More than 1,600 domains have been discovered

Feb 26, 2015 23:49 GMT  ·  By

Evidence has been found suggesting that cybercriminals may be relying on the traffic interception engine from Komodia, integrated in Superfish and other software solutions, for nefarious purposes in the wild.

Last week, the browser add-on Superfish that had been pre-loaded on certain Lenovo notebook models intended for consumers sparked debate among security researchers on account of the fact that it added a self-signed certificate to validate HTTPS websites, protected by the same RSA private key on all machines it was installed on.

The software places itself between the client and the server and acts as a proxy for the two parties, being able to decode the encrypted traffic.

By learning the crypto key (Robert Graham did it in three hours), an attacker could intercept the secure communication from a victim’s machine to a server.

Security researchers from Electronic Frontier Foundation (EFF) discovered more than 1,600 cases where Komodia’s software failed to reject invalid certificates presented by HTTPS websites.

Data in Subject Alternative Name remains unaltered

The problem is deeper than this, though, because Komodia would also re-sign an invalid certificate (thus making it valid), but changed the name of the website it vouched for, in order to trigger a warning in the web browser.

However, the same certificate can be used to validate more than one website, by adding the domain name in a field called Subject Alternative Name.

Filippo Valsorda of CloudFlare has found that Komodia leaves this information untouched; this means that the certificate is validated for the alternative domains and the browser issues an alert only in the case of the main one.

High-profile domains may be affected

Joseph Bonneau and Jeremy Gillula from EFF said in a blog post on Wednesday that data from the Decentralized SSL Observatory revealed high-profile domains being affected, from Google, Yahoo, Amazon, Bing, eBay, Twitter, Netflix, GPG4Win.org, several banking websites and Mozilla’s Add-Ons website.

“While it’s likely that some of these domains had legitimately invalid certificates (due to configuration errors or other routine issues), it seems unlikely that all of them did,” the duo said.

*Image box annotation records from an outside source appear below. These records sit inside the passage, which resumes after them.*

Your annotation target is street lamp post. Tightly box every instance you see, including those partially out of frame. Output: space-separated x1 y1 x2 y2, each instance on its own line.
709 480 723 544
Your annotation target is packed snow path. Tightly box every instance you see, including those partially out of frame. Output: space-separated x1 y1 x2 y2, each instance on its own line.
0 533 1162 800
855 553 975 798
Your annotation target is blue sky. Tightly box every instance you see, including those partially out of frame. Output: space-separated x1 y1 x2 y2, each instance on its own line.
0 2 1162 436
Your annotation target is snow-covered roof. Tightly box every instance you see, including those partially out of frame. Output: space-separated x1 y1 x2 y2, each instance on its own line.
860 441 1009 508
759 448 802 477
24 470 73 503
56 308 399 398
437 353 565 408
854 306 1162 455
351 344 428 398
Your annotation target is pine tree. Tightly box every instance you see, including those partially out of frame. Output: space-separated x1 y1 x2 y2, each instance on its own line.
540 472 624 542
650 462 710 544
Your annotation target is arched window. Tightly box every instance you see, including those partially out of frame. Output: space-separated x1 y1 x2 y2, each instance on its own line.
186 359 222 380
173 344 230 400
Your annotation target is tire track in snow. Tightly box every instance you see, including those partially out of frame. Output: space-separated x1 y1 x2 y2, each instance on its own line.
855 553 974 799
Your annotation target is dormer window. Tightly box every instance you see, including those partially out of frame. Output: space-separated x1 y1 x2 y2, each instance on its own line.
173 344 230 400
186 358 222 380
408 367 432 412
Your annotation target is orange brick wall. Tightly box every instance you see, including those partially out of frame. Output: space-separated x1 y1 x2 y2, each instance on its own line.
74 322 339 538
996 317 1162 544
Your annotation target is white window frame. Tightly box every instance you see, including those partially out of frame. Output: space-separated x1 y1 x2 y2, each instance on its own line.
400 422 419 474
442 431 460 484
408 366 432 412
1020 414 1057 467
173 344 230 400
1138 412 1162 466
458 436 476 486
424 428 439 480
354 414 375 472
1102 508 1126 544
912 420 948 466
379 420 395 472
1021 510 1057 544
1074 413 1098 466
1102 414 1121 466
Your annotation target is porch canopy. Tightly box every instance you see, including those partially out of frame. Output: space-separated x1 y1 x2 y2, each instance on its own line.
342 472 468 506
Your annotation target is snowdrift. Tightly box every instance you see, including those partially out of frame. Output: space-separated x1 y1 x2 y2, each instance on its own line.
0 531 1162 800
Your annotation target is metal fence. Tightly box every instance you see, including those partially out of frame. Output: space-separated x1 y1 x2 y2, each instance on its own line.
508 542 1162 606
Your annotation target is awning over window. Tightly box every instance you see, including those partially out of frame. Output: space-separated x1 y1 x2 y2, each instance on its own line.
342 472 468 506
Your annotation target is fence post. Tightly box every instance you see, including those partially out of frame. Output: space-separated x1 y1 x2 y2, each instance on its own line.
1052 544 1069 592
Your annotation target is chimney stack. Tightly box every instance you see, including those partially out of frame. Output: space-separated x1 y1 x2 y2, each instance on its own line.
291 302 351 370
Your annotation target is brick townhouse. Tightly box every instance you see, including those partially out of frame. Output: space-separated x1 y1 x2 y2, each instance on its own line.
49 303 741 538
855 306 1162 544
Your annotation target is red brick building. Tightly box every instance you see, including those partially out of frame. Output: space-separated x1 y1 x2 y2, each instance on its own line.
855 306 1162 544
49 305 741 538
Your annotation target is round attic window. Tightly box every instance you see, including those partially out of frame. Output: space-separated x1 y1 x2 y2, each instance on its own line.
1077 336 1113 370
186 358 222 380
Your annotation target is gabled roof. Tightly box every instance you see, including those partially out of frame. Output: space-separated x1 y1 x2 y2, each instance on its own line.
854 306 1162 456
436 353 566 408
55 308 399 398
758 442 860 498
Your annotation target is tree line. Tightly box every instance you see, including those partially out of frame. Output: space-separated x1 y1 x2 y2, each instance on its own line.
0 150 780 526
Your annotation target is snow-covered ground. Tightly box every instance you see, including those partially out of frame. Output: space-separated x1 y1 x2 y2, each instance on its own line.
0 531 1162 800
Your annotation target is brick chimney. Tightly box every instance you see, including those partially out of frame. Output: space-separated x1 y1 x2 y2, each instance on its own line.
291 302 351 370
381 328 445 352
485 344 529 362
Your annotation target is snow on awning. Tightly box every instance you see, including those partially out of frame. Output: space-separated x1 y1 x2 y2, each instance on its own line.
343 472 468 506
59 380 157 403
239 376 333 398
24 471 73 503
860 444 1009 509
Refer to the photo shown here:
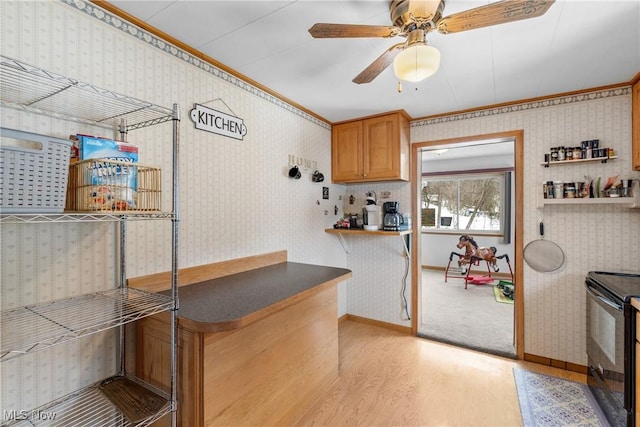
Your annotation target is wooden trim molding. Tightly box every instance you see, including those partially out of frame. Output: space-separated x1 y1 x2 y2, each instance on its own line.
348 314 411 335
524 353 587 374
90 0 331 124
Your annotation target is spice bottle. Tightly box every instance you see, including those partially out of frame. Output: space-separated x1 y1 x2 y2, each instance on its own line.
558 147 567 162
573 147 582 160
564 147 573 160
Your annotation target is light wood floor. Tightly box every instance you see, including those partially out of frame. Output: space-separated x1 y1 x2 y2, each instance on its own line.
296 321 586 426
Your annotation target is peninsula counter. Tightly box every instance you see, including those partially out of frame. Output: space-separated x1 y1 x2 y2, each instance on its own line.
133 252 351 426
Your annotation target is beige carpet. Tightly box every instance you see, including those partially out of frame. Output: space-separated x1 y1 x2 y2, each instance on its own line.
418 269 516 358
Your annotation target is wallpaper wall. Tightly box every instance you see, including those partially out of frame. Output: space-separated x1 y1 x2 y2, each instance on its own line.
0 1 349 410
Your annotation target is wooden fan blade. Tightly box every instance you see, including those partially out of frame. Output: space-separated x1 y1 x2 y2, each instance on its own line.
353 43 405 84
438 0 555 34
309 23 400 39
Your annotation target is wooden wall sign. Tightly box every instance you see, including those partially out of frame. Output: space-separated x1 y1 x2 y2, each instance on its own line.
189 104 247 141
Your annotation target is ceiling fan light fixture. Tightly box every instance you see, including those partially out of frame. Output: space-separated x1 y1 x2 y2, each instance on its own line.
393 43 440 82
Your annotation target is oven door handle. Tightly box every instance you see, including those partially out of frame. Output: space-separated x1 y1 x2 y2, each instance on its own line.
586 283 622 311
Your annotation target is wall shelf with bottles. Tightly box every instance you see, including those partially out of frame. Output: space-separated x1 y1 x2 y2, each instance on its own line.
0 56 180 426
537 180 640 209
540 156 618 168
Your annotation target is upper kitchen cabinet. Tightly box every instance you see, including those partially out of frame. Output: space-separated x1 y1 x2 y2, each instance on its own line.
631 80 640 170
331 112 409 183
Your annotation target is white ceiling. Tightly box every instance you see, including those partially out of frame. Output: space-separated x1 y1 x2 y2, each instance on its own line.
110 0 640 122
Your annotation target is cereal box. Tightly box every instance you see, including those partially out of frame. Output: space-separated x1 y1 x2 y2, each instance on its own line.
78 135 138 210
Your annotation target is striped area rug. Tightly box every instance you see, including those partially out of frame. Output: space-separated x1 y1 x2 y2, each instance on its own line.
513 368 609 427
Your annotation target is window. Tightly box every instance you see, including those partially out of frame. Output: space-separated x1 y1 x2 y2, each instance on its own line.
422 173 505 233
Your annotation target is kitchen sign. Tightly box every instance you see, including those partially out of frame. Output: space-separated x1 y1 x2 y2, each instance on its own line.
189 104 247 141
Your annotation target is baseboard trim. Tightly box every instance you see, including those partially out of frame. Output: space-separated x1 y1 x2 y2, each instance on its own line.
338 314 411 335
524 353 587 375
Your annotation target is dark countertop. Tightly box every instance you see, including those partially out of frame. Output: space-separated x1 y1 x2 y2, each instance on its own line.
162 262 351 332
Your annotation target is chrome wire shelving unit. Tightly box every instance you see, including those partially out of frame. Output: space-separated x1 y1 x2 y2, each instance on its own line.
0 56 180 427
0 288 173 361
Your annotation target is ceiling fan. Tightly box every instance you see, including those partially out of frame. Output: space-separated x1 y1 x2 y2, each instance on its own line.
309 0 555 84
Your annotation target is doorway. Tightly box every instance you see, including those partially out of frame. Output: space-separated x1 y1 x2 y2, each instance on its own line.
412 131 524 359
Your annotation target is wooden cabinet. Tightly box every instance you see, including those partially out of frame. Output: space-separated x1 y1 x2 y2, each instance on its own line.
331 112 409 183
631 80 640 171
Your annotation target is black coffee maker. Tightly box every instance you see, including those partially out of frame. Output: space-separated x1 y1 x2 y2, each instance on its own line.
382 202 403 231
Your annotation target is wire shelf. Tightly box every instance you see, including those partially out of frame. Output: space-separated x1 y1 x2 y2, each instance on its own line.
2 380 171 427
0 211 174 224
0 288 173 361
0 56 173 130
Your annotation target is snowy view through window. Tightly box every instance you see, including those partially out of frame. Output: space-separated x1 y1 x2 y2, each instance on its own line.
422 174 504 232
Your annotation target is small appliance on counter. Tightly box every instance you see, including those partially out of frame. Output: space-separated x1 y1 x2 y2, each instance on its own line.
382 202 404 231
362 191 382 231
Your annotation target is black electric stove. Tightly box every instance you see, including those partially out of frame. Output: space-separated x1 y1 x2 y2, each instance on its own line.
585 271 640 427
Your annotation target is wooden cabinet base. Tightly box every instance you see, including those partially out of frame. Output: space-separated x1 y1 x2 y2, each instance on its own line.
136 285 338 427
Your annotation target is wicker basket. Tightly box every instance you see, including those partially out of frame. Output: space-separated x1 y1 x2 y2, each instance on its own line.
66 159 162 212
0 128 73 214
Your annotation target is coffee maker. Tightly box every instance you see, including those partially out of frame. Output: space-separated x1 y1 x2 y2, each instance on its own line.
382 202 403 231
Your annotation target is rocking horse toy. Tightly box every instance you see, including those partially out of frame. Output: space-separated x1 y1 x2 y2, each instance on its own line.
444 234 513 289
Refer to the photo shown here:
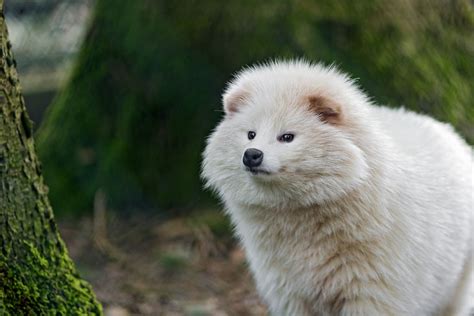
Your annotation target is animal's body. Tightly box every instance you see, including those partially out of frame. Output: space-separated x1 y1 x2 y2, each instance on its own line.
202 62 474 316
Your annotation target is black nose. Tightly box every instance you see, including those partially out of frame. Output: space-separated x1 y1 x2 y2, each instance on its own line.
243 148 263 168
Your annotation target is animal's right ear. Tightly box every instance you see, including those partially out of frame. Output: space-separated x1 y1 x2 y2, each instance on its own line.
222 86 250 115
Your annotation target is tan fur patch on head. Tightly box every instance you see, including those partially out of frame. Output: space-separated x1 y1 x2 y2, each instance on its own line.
307 95 342 125
223 88 250 115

“Thus it’s possible that Komodia’s software enabled real MitM attacks which gave attackers access to people’s email, search histories, social media accounts, e-commerce accounts, bank accounts, and even the ability to install malicious software that could permanently compromise a user’s browser or read their encryption keys,” the researchers added.

Komodia licenses its software, called SSL Digestor, and it has been included in more software pieces other than Superfish, which used it to inject ads in websites. It is also used by parental control applications like Qustodio, Kurupira WebFilter or Komodia’s own Keep My Family Secure.